Die Story: Die junge Emma Bovary findet in ihrer Ehe mit einem bedeutend älteren Arzt keine Erfüllung. Sie flüchtet sich in eine Scheinwelt, hat zwei Liebhaber und lässt sich von zwei skrupellosen Geschäftsleuten "beraten", dem Textilwarenhändler Lhereux und dem Apotheker Homais. Verzweifelt über ihr Unglück, begeht sie schließlich Selbstmord [1].

Mehrere Szenen des Films spielen in der Apotheke von Homais. Beeindruckend ist die Fülle von pharmazeutischen Utensilien aus Labor, Rezeptur und Defektur sowie von prunkvollen Standgefäßen, die in Frankreich – mehr noch als in Deutschland – zur Repräsentation dienten. Nicht weniger Eindruck macht der Apotheker auf seine Kundschaft durch sein scheinbar umfassendes Wissen und seine geheuchelte Liebenswürdigkeit. Der Pharmaziehistoriker Georg Urdang charakterisierte ihn treffend als einen Vertreter der "aufgebauschten Alltäglichkeit". Doch hinter der Fassade verbirgt sich skrupellose Geldgier. Es ist beinahe überflüssig zu sagen, dass Emma Bovary in der Apotheke das Mittel erhält, mit dem sie ihrem Leben ein Ende bereiten wird.

Workaholic und Genießer

Chabrol war ein Meister in der Darstellung von Verbrechen und der psychischen Hintergründe, die Menschen zu Verbrechern werden lässt. In dieser Hinsicht ist er oft mit Alfred Hitchcock verglichen worden. Manche urteilen, Hitchcock sei sein Vorbild gewesen, das er übertroffen habe.

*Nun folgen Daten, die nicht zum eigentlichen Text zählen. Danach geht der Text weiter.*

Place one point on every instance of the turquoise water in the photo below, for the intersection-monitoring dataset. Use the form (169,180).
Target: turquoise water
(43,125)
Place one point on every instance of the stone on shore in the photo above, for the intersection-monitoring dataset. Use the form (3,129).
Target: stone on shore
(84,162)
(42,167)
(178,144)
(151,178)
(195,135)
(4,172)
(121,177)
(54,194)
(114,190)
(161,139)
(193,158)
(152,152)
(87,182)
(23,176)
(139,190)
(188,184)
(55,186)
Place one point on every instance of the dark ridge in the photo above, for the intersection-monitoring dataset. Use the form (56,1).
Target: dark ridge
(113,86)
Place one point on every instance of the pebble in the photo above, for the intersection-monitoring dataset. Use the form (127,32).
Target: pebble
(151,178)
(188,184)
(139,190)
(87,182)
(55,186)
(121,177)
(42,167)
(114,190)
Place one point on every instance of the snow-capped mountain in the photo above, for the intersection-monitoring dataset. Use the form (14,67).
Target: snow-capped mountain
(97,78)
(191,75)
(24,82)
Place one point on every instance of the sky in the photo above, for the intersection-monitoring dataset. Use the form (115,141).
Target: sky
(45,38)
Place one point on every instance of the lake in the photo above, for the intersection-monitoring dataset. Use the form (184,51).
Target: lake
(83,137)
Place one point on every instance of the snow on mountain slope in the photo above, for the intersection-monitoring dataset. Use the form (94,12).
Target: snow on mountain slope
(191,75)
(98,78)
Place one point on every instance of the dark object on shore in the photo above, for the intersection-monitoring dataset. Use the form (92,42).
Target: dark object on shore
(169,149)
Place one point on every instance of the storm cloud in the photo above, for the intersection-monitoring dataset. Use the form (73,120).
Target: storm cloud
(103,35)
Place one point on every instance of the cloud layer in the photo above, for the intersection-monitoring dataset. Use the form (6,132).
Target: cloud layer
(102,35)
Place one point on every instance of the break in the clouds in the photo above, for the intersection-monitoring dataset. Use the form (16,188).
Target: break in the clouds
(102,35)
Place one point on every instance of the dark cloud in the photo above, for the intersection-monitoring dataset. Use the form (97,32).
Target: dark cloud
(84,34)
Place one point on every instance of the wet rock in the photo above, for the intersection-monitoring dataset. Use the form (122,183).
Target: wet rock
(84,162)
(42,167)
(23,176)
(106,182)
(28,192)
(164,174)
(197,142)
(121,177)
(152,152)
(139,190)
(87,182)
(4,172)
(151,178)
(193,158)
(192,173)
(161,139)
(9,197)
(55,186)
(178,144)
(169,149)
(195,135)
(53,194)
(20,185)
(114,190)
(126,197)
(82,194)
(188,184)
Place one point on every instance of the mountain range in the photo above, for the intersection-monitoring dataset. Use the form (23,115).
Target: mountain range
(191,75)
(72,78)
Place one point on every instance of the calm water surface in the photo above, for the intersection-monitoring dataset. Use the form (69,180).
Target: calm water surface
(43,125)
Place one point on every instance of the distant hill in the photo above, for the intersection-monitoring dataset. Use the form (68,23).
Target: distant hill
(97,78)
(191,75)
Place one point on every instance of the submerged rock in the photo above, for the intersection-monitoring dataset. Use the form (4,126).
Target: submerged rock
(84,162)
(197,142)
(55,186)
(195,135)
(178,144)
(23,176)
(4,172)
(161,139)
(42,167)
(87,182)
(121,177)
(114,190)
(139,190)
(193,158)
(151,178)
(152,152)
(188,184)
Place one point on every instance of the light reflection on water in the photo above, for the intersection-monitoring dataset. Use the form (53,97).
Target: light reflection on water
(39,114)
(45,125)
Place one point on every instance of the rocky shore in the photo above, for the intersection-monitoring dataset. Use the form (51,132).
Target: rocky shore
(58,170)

Als Mensch war Chabrol einerseits arbeitsbesessen, andererseits auch ein Genießer, der schöne Frauen, guten Wein und guten Tabak und vor allem gutes Essen zu schätzen wusste. Dafür nahm er auch manches Opfer oder auch Grausamkeit in Kauf. So erzählte er, am besten habe ihm eine Taube geschmeckt, die der Koch erwürgt hatte, denn bei dieser Tötung sei das Blut vollständig im Körper geblieben.

Als Regisseur vieler gesellschaftskritischer Filme hat Chabrol auch eine bestimmte politische Richtung vertreten: Er bekannte sich, zumindest zeitweise, zum Kommunismus. Dass er wirklich eine radikale Veränderung der gesellschaftlichen Verhältnisse angestrebt hat, traut man ihm indessen kaum zu. An der Darstellung menschlicher Schwächen und sozialer Ungerechtigkeit hat Chabrol so viel Freude gehabt, dass er vermutlich auch ein gewisses Maß an Verständnis dafür besessen hat.

Literatur [1] Caesar W. Apotheke und Apotheker im Film. 
Dtsch Apoth Ztg 1995; 135: 4719 – 4722.